‘… and see if my shit’s spelling out secret messages!’
‘I’m not trying to pry out your secrets!’ She threw down her magazine. ‘I thought if you had some encouragement, some criticism, you might finish them.’
Halting footsteps scraped on the path behind him, and a scruffy, gassed voice asked, ‘What’s happenin’, man?’
‘Good morning, Mr Richmond,’ said Jocundra with professional sweetness. ‘Donnell? Have you met Mr Richmond?’
Richmond’s head and torso swam into bleared focus. He had a hard-bitten, emaciated face framed in shoulder-length brown hair. Prominent cheekbones, a missing lower tooth. He was leaning on a cane, grinning; his pupils showed against his irises like planets eclipsing green suns.
‘That’s Jack to you, man,’ he said, extending his hand.
The hair’s on Donnell’s neck prickled, and he was tongue-tied, unable to tear his eyes off Richmond. A chill articulated his spine.
‘Another hopeless burn-out,’ said Richmond, his grin growing toothier. ‘What’s the matter, squeeze? You wet yourself?’
A busty, brown-haired woman came up beside him and murmured, ‘Jack,’ but he continued to glare at Donnell, whose apprehension was turning into panic. His muscles had gone flaccid, and unable to run, he shrank within himself.
The brown-haired woman touched Richmond’s arm. ‘Why don’t we finish our walk, Jack?’
Richmond mimicked her in a quavery falsetto. ‘ “Why don’t we finish our walk, Jack!” Shit! Here they go and stock this place with these fine bitches, and they won’t do nothin’ for you ‘cept be polite!’ He bent down, his left eye inches from Donnell’s face, and winked; even when closed, a hint of luminous green penetrated his eyelid. ‘Or don’t you go for the ladies, squeeze? Maybe I’m makin’ you all squirmy inside.’ He hobbled off, laughing, and called back over his shoulder. ‘Keep your fingers crossed, sweetheart. Maybe I’ll come over some night and let you make my eagle big!’
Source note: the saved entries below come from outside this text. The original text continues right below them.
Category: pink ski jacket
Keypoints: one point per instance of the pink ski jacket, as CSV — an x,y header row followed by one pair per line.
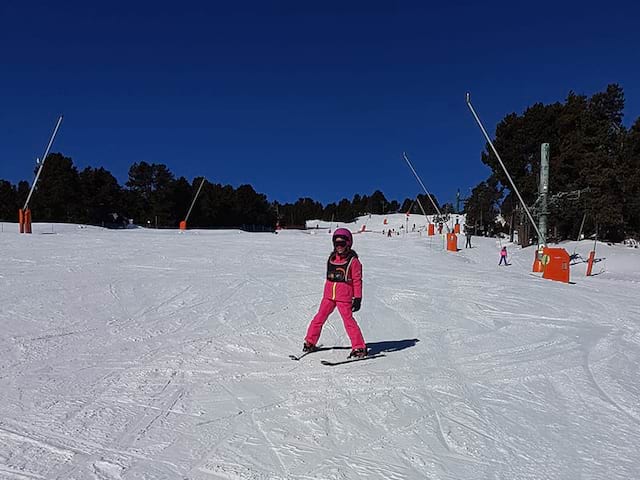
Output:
x,y
348,273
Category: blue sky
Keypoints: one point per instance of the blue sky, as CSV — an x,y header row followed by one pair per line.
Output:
x,y
298,99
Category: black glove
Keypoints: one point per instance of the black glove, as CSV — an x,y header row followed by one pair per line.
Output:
x,y
355,306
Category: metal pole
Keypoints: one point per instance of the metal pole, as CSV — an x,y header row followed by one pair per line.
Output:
x,y
44,158
544,188
541,239
195,198
424,188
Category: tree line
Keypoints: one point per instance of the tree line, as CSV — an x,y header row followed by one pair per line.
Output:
x,y
594,168
153,196
594,183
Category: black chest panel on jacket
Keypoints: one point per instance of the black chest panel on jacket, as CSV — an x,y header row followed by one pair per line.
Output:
x,y
339,272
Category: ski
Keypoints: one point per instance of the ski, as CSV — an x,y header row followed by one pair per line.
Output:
x,y
350,360
319,349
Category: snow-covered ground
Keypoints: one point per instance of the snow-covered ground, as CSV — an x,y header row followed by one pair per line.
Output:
x,y
144,354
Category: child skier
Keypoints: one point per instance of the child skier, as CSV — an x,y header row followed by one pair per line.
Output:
x,y
342,289
503,256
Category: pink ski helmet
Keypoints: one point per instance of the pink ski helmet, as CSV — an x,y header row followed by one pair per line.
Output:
x,y
345,234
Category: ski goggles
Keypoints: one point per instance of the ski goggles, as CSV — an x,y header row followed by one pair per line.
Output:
x,y
339,242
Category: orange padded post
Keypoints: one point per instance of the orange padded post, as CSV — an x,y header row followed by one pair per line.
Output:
x,y
27,221
592,255
556,264
452,242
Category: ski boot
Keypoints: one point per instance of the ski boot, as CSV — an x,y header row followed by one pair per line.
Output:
x,y
309,347
358,353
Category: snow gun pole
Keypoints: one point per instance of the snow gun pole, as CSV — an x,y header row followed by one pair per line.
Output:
x,y
424,188
183,224
541,239
44,158
421,208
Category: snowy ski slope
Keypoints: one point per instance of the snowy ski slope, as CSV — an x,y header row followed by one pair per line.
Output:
x,y
144,354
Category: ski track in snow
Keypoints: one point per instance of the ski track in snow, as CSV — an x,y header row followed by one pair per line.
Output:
x,y
151,354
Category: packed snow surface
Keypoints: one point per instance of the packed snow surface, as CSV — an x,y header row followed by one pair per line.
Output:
x,y
150,354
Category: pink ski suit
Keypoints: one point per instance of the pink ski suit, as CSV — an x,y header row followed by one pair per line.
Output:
x,y
347,270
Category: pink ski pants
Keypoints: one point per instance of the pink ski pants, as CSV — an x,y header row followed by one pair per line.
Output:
x,y
350,325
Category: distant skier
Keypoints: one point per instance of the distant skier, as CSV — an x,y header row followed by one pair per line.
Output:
x,y
342,289
503,256
467,234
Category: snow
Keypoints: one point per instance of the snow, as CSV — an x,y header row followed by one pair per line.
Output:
x,y
151,354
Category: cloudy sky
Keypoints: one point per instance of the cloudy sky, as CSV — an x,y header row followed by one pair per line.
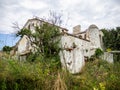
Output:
x,y
103,13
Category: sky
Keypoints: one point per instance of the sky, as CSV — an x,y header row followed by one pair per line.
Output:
x,y
103,13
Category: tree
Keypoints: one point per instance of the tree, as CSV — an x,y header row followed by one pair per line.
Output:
x,y
45,39
111,41
111,38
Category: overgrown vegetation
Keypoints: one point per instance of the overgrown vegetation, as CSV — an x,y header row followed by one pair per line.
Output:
x,y
111,41
96,75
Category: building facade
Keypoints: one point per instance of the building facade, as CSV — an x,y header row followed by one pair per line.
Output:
x,y
76,47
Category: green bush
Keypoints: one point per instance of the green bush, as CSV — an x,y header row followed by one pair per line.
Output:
x,y
38,75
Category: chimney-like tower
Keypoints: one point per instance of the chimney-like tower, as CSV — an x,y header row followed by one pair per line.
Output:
x,y
76,29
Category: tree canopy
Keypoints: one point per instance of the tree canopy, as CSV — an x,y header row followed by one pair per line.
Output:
x,y
111,38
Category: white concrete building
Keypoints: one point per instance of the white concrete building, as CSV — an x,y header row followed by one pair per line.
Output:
x,y
76,47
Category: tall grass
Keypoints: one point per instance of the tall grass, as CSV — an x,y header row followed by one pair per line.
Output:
x,y
96,75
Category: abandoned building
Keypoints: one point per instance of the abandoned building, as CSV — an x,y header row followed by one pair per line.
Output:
x,y
76,47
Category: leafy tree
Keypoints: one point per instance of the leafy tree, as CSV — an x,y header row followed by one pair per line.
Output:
x,y
45,39
111,38
7,49
111,41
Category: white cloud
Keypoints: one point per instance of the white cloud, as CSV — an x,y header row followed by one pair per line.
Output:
x,y
105,14
32,4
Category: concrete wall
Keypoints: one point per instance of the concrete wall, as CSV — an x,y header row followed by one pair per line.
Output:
x,y
72,54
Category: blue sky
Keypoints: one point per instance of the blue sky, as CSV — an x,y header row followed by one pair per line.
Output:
x,y
103,13
8,40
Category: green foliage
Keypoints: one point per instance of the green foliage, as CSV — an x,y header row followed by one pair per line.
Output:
x,y
7,49
45,39
111,38
111,41
98,52
99,74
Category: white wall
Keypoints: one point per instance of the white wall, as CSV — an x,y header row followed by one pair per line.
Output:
x,y
74,59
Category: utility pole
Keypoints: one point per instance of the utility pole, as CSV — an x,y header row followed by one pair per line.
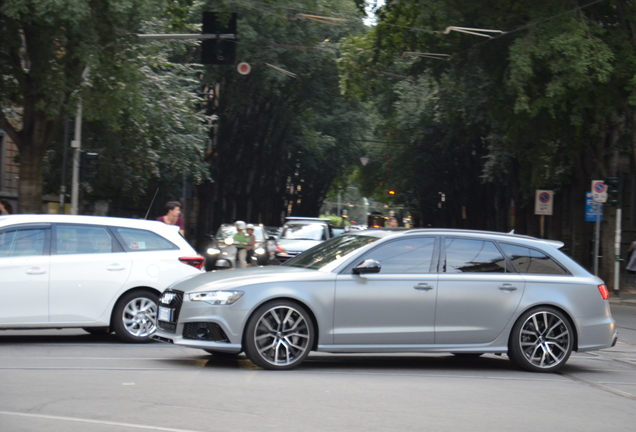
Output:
x,y
77,145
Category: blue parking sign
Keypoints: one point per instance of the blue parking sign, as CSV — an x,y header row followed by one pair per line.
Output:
x,y
593,209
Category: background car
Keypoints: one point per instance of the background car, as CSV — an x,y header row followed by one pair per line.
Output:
x,y
301,233
462,292
95,273
222,255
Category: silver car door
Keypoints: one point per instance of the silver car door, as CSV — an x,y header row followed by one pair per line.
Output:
x,y
395,306
477,292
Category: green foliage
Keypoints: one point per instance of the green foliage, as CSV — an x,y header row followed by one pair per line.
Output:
x,y
538,107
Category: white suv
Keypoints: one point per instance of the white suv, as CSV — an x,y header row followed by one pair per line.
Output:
x,y
97,273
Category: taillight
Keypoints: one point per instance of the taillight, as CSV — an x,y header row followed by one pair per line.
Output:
x,y
604,291
196,261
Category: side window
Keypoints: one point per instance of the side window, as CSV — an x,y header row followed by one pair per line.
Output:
x,y
473,256
142,240
414,255
531,261
23,242
80,239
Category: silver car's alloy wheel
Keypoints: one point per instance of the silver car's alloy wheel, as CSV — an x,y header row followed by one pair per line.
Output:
x,y
139,317
280,336
543,341
135,316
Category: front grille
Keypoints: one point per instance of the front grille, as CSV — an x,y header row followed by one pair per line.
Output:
x,y
290,255
173,300
166,326
204,331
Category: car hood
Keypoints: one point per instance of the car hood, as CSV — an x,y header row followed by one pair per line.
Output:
x,y
233,278
291,245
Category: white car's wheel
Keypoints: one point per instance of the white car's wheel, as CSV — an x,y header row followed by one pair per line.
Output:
x,y
279,335
541,340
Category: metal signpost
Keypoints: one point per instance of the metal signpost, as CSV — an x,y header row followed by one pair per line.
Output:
x,y
598,196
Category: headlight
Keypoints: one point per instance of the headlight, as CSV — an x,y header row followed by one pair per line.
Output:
x,y
217,297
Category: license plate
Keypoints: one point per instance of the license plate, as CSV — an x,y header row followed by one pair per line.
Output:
x,y
165,314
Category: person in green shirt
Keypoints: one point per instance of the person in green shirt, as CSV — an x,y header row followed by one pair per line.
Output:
x,y
241,241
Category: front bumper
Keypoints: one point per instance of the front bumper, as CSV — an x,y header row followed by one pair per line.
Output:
x,y
198,325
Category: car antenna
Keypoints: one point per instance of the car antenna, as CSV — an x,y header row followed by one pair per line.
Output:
x,y
151,203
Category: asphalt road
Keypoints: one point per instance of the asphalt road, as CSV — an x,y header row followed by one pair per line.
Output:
x,y
68,380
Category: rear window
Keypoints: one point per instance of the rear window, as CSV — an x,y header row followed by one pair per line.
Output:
x,y
135,240
531,261
473,256
22,242
83,239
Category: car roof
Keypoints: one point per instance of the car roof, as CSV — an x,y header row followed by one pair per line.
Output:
x,y
495,235
311,219
80,219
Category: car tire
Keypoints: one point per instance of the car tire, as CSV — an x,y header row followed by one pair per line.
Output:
x,y
135,315
541,340
279,335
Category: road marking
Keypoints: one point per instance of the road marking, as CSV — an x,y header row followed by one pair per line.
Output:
x,y
99,422
600,386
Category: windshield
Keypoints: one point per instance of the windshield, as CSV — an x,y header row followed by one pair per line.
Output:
x,y
297,231
330,251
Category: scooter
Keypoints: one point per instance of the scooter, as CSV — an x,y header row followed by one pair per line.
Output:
x,y
226,254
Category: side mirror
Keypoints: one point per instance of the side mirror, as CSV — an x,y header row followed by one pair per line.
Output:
x,y
367,266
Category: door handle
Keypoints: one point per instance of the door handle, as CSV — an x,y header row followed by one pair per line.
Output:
x,y
423,287
35,271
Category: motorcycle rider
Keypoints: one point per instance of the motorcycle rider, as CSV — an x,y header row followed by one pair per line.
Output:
x,y
241,241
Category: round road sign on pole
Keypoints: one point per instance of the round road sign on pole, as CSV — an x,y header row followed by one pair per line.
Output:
x,y
599,191
244,68
543,202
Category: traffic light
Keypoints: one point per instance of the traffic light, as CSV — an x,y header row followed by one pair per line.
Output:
x,y
614,191
218,51
89,165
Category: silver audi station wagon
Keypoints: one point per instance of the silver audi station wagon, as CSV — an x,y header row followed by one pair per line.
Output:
x,y
382,291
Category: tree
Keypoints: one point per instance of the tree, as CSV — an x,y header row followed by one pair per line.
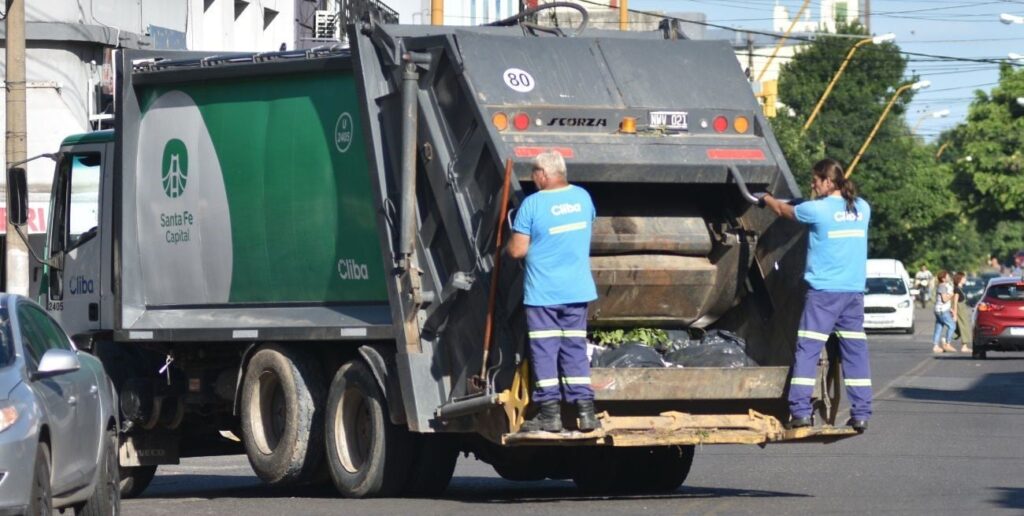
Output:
x,y
986,159
912,206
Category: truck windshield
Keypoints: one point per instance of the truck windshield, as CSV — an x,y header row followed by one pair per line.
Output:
x,y
891,286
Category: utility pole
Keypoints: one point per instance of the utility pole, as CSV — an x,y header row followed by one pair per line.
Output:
x,y
17,251
867,15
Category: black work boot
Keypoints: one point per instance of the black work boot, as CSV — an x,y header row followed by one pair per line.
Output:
x,y
588,420
548,419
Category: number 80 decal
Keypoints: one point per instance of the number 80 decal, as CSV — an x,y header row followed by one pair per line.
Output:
x,y
518,80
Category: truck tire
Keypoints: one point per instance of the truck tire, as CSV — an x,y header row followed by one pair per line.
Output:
x,y
281,421
105,500
41,501
433,465
135,479
368,455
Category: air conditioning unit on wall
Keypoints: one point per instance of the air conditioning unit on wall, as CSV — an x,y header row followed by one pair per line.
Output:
x,y
327,25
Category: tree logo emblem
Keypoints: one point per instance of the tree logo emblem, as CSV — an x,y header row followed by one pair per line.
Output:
x,y
174,170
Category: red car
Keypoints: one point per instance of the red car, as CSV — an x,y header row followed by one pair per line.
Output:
x,y
998,321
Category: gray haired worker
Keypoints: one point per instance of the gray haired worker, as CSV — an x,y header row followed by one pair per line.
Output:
x,y
552,230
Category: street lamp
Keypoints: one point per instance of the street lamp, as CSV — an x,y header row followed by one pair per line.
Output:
x,y
1011,18
878,40
938,114
899,91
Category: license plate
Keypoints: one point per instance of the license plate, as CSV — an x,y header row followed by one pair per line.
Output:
x,y
670,120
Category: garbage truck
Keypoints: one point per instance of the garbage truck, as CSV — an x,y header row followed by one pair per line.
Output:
x,y
295,255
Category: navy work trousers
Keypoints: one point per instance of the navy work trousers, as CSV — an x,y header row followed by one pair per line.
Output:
x,y
558,352
823,313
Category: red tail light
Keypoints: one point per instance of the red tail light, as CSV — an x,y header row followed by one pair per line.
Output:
x,y
989,307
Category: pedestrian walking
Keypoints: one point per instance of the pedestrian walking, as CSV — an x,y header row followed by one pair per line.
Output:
x,y
552,231
837,262
962,313
944,323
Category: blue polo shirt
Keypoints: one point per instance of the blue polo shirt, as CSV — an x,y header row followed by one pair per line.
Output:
x,y
837,255
559,224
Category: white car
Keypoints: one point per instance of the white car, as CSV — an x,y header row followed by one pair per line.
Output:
x,y
888,303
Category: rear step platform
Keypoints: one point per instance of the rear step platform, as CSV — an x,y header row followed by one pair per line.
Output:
x,y
675,428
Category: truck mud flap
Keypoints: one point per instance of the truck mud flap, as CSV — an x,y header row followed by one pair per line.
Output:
x,y
674,428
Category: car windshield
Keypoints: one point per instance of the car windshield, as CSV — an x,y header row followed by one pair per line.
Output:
x,y
6,343
892,286
1007,292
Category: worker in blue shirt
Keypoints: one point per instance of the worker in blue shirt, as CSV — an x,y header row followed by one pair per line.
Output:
x,y
837,263
552,231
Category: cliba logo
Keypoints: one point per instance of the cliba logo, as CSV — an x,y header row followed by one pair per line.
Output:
x,y
565,209
579,122
845,216
350,269
81,285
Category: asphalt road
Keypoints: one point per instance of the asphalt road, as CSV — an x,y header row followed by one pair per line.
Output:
x,y
946,438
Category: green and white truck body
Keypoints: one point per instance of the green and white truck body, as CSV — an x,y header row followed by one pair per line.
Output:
x,y
293,248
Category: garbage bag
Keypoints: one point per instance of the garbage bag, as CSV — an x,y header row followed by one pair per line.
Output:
x,y
630,354
718,348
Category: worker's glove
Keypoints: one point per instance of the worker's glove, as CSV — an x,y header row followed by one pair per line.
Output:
x,y
761,198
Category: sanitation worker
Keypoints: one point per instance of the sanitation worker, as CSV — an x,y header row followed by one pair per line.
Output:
x,y
837,262
552,230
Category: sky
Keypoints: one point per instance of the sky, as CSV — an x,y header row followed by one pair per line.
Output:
x,y
948,28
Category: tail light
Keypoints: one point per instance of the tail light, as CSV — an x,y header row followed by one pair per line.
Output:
x,y
989,307
720,124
As Richmond receded, his therapist in tow, Donnell’s tension eased. He flicked his eyes to Jocundra who looked quickly away and thumbed through her magazine. He found her lack of comment on his behaviour peculiar and asked her about it.
‘I assumed you were put off by his manner,’ she said.
‘Who the hell is he?’
‘A patient. He belongs to some motorcycle club.’ Her brow knitted. ‘The Hellhounds, I think.’
‘Didn’t you feel…’ He broke off, not wanting to admit the extent of his fright.
‘Feel what?’
‘Nothing.’
Richmond’s voice drifted back from the porch, outraged, and he slashed his cane through the air. The rose-colored bricks shimmered in the background, the faceted dome atop the roof flashed as if its energies were building to the discharge of a lethal ray, and Donnell had a resurgence of crawly animal fear.
After the encounter with Richmond, Donnell stayed closeted in his room for nearly two weeks. Jocundra lambasted him, comparing him to a child who had pulled a sheet over his head, but nothing she said would sway him. His reaction to Richmond must have been due, he decided to a side effect of the bacterial process, but side effect or not, he wanted no repetition of that stricken and helpless feeling: like a rabbit frozen by oncoming headlights. He lay around so much he developed a bedsore, and at this Jocundra threw up her hands.
‘I’m not going to sit here and watch you moulder,’ she said.
‘Then get the fuck out!’ he said; and as she stuffed wallet and compact into a leather purse, he told her that her skin looked like pink paint, that twenty dollars a night was probably too high but she should try for it, and - as she slammed the door - that she could go straight to Hell and give her goddamn disease to the Devil. He wished she would stay gone, but he knew she’d be harassing him again before lunchtime.
His lunch tray, however, was brought by the orderly who sang, and when Donnell asked about Jocundra, he said, ‘Beats me, Jim. I can’t keep track of my own woman.’
Donnell was puzzled but unconcerned. Coldly, he dismissed her. He spent the afternoon exploring the new boundaries of his vision, charting minuscule dents in the wallpaper, composing mosaic landscapes from the reflections glazing the lens of the camera mounted above the door, and - something of a breakthrough - following the flight of a hawk circling the middle distance, bringing it so close he managed to see a scaly patch on its wing and an awful eye the color of dried blood and half filmed over with a crackled white membrane. An old, sick, mad king of the air. The hawk kept soaring out of his range, and he could never obtain a view of its entire body; his control still lacked discretion. It was a pity, he thought, that the visual effects were only temporary, though they did not suffice of themselves to make life interesting. Their novelty quickly wore off.